Many of the seats in the church basement were empty. But in the candidate's eyes, the campaign was at least half full.
"My phone was ringing all day yesterday," said Douglas E. Moore, the former D.C. council member, assessing the turnout for his Ward 5 campaign announcement rally yesterday. "They were all supporters with other commitments calling to say they wouldn't be able to come."
Moore spent a stormy term as an at-large council member after winning strong support in the first city elections under home rule. Yesterday he told a group of about 50 people at Faith United Church of Christ in upper Northeast that he had "come back kicking" to enter this year's Ward 5 race.
"I will," he told them, waxing his most serious, "answer the call."
Moore has been largely absent from city politics since he lost a 1978 bid for the council chairmanship and was defeated by council member John Ray in an at-large race in 1979. Last year he spent six months in jail for biting a tow truck driver during a 1975 fight behind the District Building.
But the Methodist minister and former community activist was never one to fade in the face of adversity.
"There were some, namely Mayor Marion Barry, who prematurely said Doug Moore was dead," he told the group. "Well, Doug Moore is alive and coming back kicking."

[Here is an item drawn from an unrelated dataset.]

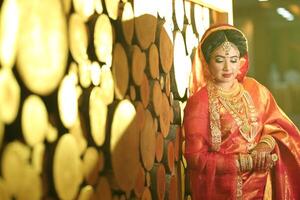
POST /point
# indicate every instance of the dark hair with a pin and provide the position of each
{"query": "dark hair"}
(217, 38)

His oratory started as sweet as a spring crocus, but twisted with irony and sarcasm until it ended with the snap of a Venus fly trap. He sharply criticized current Ward 5 council member William R. Spaulding, citing revenue figures in an attempt to show that the incumbent has done nothing to prevent what Moore called inequitable real estate taxes being assessed against homeowners in the ward.
"Because we have such a joke for a councilman," Moore said, "somebody decided to dump on this ward, because they know that stumbling, bumbling Bill Spaulding would not open his mouth."
He also blamed Spaulding for foul-ups in the city's election apparatus. "If we lived in Mississippi, or Georgia or North Carolina and 34,000 people disappeared from the voting rolls, we would have on our marching shoes," Moore said. "Well, we are going to put on our marching shoes in November and retire Mr. Spaulding."
Spaulding, elected to the council in 1974, is expected to seek reelection but has not yet announced. He and Moore are Democrats, and would face each other in the Sept. 5 primary.
Of his jail sentence, Moore said: "It was purely political. We been going to jail ever since we were on those slave ships," a sentiment that won him unanimous applause and shouts of "right on."
"Sometimes," said Fred Heutte, a Ward 5 resident and the father of a Moore campaign worker, "being in jail is a badge of honor."